Should All Semantic Web Reasoners
                                Include a Neural Network?
                                Jeff Heflin1,*,† , Yifan Zhang1,†
                                1
                                    Lehigh University, Computer Science and Engineering, 113 Research Dr., Bethlehem, PA, 18015


                                                  Abstract
                                                  This position poster makes the case that deep neural nets can be incorporated into traditional symbolic
                                                  reasoners to enable reasoning at Web scale. This will maintain the correctness guarantees of the reasoner
                                                  while offering efficiency by exploring fruitful paths first. We suggest a first-level decomposition of the
                                                  problem into representation, learning mechanism, and control strategy and describe some preliminary
                                                  results.

                                                  Keywords
                                                  scalable reasoning, neurosymbolic, knowledge base, deep learning


                                1. Introduction
                                Since the early days of Semantic Web research, one of the core questions has been how to
                                perform inference at Web scale. For example, the Scalable Semantic Web Knowledge Base
                                Systems workshop has been held 13 times since 2005. In recent years, deep learning has been
                                used to find solutions to problems that were previously unsolvable. This position poster asks
                                whether deep learning could be a vital component in research into scalable reasoning.
                                   Neural networks are capable of quickly making predictions from large data, are robust to
                                noise (such as exceptions and contradictions) and can capture knowledge that is difficult to
                                describe formally. However, it is difficult to explain how the trained model came to its conclusion,
                                requires very careful curation of the training set to avoid biases, and the predictions can be very
                                wrong when encountering the long-tail of inputs seldom seen during training.
                                   Due to the opaqueness and unpredictability on out-of-distribution data, we do not suggest
                                that all reasoning be performed by a deep neural net. To the contrary, we propose to build
                                traditional symbolic systems that use machine learning models in the decision-making process.
                                Generally, all machine reasoning is a search for a proof, and at each step, the system has many
                                options to choose from.
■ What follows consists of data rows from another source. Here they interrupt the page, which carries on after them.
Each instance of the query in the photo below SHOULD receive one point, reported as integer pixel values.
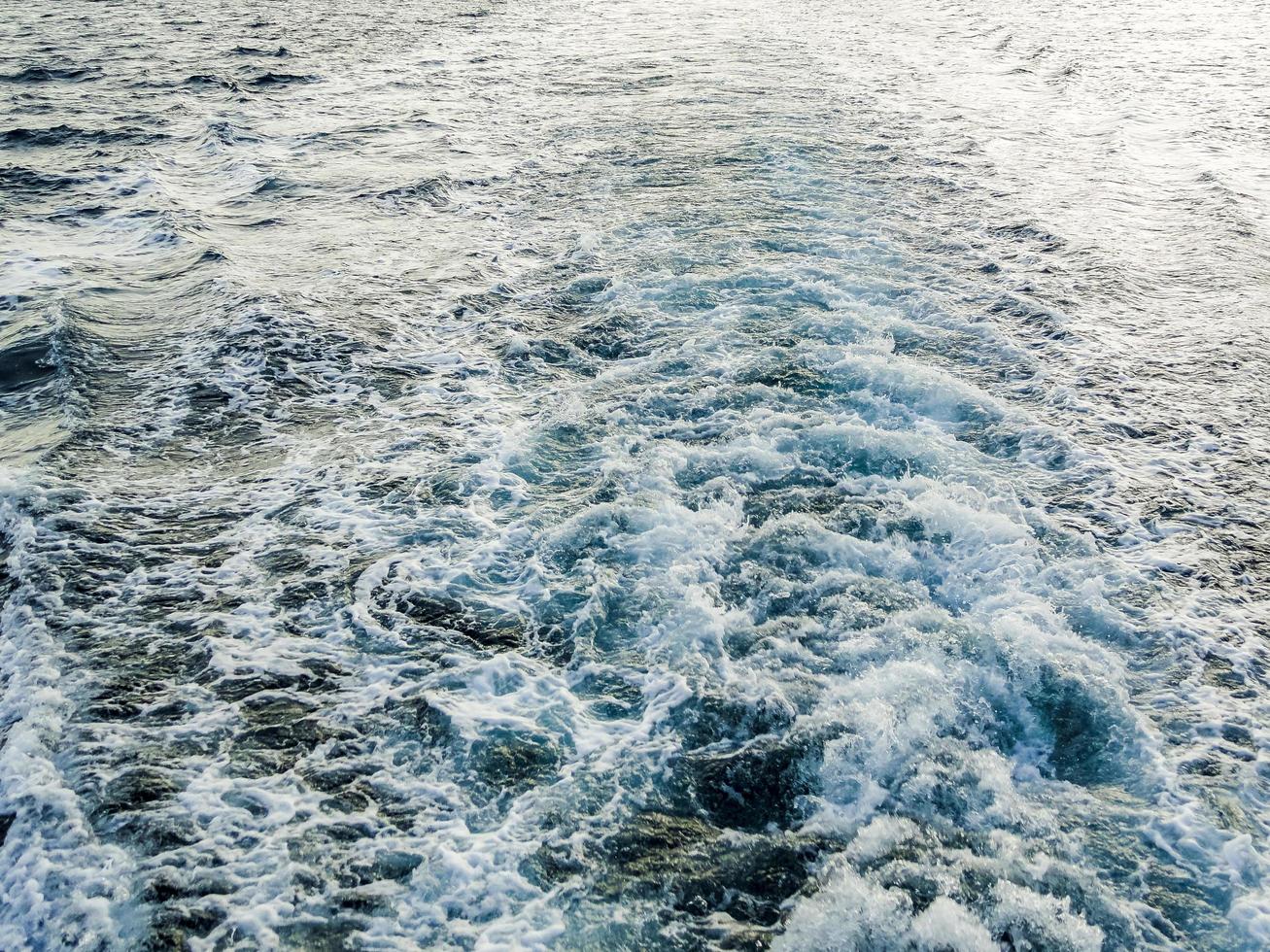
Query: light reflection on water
(634, 475)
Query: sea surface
(635, 475)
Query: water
(722, 475)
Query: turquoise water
(634, 475)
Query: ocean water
(492, 474)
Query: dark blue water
(533, 475)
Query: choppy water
(681, 475)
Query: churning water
(488, 474)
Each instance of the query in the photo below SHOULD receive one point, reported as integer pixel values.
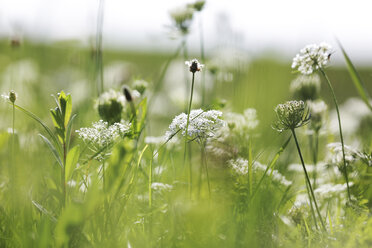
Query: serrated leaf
(71, 161)
(53, 149)
(357, 80)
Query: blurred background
(256, 26)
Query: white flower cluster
(161, 187)
(103, 135)
(202, 124)
(291, 115)
(246, 122)
(312, 57)
(240, 166)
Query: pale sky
(281, 25)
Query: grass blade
(357, 80)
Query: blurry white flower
(312, 57)
(194, 65)
(291, 115)
(337, 156)
(202, 124)
(352, 112)
(110, 106)
(182, 18)
(240, 166)
(102, 134)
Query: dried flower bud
(194, 65)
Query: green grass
(31, 213)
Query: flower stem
(340, 129)
(186, 133)
(308, 179)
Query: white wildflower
(291, 115)
(102, 134)
(202, 124)
(161, 186)
(306, 87)
(194, 65)
(312, 58)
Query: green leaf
(143, 106)
(69, 130)
(357, 80)
(37, 119)
(71, 161)
(53, 149)
(68, 109)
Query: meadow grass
(129, 189)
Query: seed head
(312, 58)
(318, 110)
(291, 115)
(127, 94)
(194, 65)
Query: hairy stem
(340, 129)
(308, 179)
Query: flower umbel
(291, 115)
(194, 65)
(202, 124)
(312, 57)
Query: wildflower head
(110, 106)
(12, 96)
(312, 57)
(318, 110)
(291, 115)
(198, 5)
(182, 18)
(127, 94)
(202, 124)
(306, 87)
(194, 65)
(102, 135)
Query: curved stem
(308, 179)
(340, 129)
(186, 132)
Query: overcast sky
(282, 25)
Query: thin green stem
(186, 133)
(99, 62)
(150, 182)
(307, 178)
(250, 166)
(202, 58)
(340, 129)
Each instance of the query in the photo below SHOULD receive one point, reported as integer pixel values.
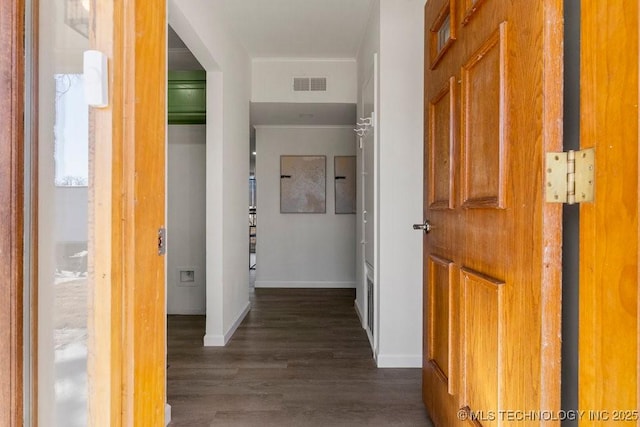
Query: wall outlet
(186, 276)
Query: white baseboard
(282, 284)
(187, 312)
(237, 322)
(222, 340)
(167, 414)
(359, 313)
(213, 340)
(399, 361)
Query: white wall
(201, 26)
(370, 45)
(302, 250)
(272, 80)
(400, 191)
(186, 217)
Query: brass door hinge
(570, 176)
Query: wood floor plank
(300, 358)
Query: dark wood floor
(300, 358)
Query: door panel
(483, 124)
(491, 232)
(11, 211)
(441, 131)
(609, 364)
(483, 343)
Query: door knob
(426, 227)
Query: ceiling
(298, 28)
(179, 57)
(297, 114)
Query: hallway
(300, 358)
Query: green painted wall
(187, 100)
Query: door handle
(426, 227)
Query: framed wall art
(303, 184)
(345, 184)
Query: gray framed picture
(345, 184)
(303, 182)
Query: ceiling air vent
(306, 84)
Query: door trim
(11, 210)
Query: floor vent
(306, 84)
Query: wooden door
(127, 359)
(609, 377)
(493, 107)
(11, 208)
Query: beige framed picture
(303, 184)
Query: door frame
(11, 211)
(127, 364)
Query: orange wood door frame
(11, 210)
(609, 367)
(127, 360)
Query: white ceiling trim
(298, 59)
(303, 126)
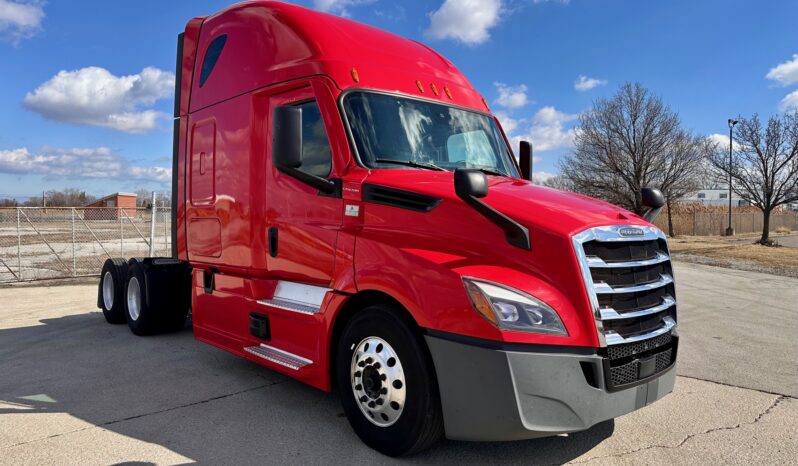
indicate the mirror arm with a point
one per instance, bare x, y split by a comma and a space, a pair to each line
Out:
323, 185
651, 214
515, 233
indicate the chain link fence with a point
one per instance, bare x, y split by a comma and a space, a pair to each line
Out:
38, 243
715, 223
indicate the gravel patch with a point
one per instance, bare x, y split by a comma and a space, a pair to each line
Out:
737, 264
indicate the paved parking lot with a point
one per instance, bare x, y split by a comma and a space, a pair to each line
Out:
74, 390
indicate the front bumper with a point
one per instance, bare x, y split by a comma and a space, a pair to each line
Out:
494, 394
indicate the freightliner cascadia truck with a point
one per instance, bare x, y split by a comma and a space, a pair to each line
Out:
348, 212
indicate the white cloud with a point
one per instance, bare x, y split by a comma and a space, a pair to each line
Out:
94, 96
100, 162
511, 96
548, 130
542, 177
785, 73
583, 83
467, 21
789, 102
20, 20
509, 124
338, 7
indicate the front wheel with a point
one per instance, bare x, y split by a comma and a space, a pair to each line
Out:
387, 383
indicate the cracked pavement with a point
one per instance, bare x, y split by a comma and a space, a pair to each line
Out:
75, 390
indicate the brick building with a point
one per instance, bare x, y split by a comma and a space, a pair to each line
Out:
111, 207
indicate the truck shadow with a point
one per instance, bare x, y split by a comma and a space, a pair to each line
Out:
202, 403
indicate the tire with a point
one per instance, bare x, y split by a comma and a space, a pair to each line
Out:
366, 374
157, 298
142, 317
111, 290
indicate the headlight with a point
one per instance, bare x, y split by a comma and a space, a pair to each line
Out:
511, 309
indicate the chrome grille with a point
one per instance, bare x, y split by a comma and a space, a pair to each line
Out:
630, 282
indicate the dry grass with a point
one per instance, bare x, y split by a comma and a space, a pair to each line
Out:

In classical reasoning systems, there is often nothing to distinguish
                                the options, so the choice amounts to a random guess. If the guess turns out to be wrong, and
                                leads to a dead-end, the reasoner will back up and try a different choice. Deep learning can
                                be used to train a meta-reasoner that will use knowledge about the question at hand and the

                                Posters, Demos, and Industry Tracks at ISWC 2024, November 13–15, 2024, Baltimore, USA
                                *
                                  Corresponding author.
                                †
                                  These authors contributed equally.
                                $ heflin@cse.lehigh.edu (J. Heflin); yiz521@lehigh.edu (Y. Zhang)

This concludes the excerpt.